By the time he exited town, cars had switched on headlights. A steady rain rattled the cab; Pork’s worn wipers streaked the window. Dry months the whole country prayed for this weather: honest-to-God-get-do
wn-on-your-knees-and-call-Christ-by-his-first-name prayers. Rain was more than good luck; it was payment for being in the right life.
As Pork neared a county-mile marker white light flooded cockeyed into the sky. A wadded Pontiac lay in the ditch bank against a broken road sign. In silhouette, a boy labored through the driver-side window. His left forearm changed course between his elbow and wrist. Rain pasted his hair to his head and his soaked shirt hung like hound skin. Behind, another set of headlights approached and halted. A man hurried past, his hair combed backward and his sideburns cut wide: folks called him Elvis.
“You call an ambulance?” Elvis asked him.
“I just got here,” Pork said.
“My sister’s in there,” the boy told them.
Elvis directed Pork to press a handful of rags from his trunk to a nasty leg wound. Pork felt the girl shift under his hands. The boy looked in through the open window. He was praying. Her eyes fluttered and she sighed deeply, a death rattle, Pork worried.
Elvis rushed to a nearby ranch house and back. Not long after, an ambulance strobed the sky. Two EMTs hoisted the girl from the wreck and belted her to a gurney. A cop joined them. Pork and Elvis watched the boy climb in with the EMTs and the ambulance door shut. They listened as the siren whirred. Red lights beat against the low sky.
“We saved her,” Elvis said.
Pork stared into the pavement. “I don’t know.”
“We did,” Elvis said. “We saved her.”
“Okay,” Pork replied. “We saved her.”
* * *
His house, Pork navigated the darkness to his bedroom. At the dresser, he unsnapped a suitcase and began to fill it. Andre startled him in the doorway. Three feet tall, the boy shifted from one leg to the other and peered at Pork. He tugged a dresser drawer and unpacked what Pork had packed, neatly stacking underwear, socks, and the rest.
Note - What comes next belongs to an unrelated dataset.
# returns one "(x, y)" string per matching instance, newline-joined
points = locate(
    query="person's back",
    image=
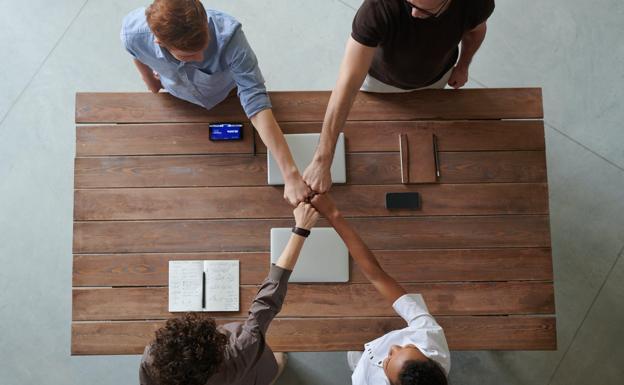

When one drawer was filled, he pulled loose the next, certain and full of the grace that accompanied good work. Pork’s coat pocket was heavy with his emptied savings, but all his son knew about it was that clothes belonged in drawers.
On top of the dresser was a small wicker basket that held a pocket watch and a silver dollar, a gift from Pork’s father when he graduated high school. Pork raised the dollar and contemplated its weight. His son wrestled up the mattress and buried himself next to Peg. Pork had no past before Peg and the children. He’d existed instead in the blissful blank of the present. Peg had not delivered him into calamity; he went willingly, full steam.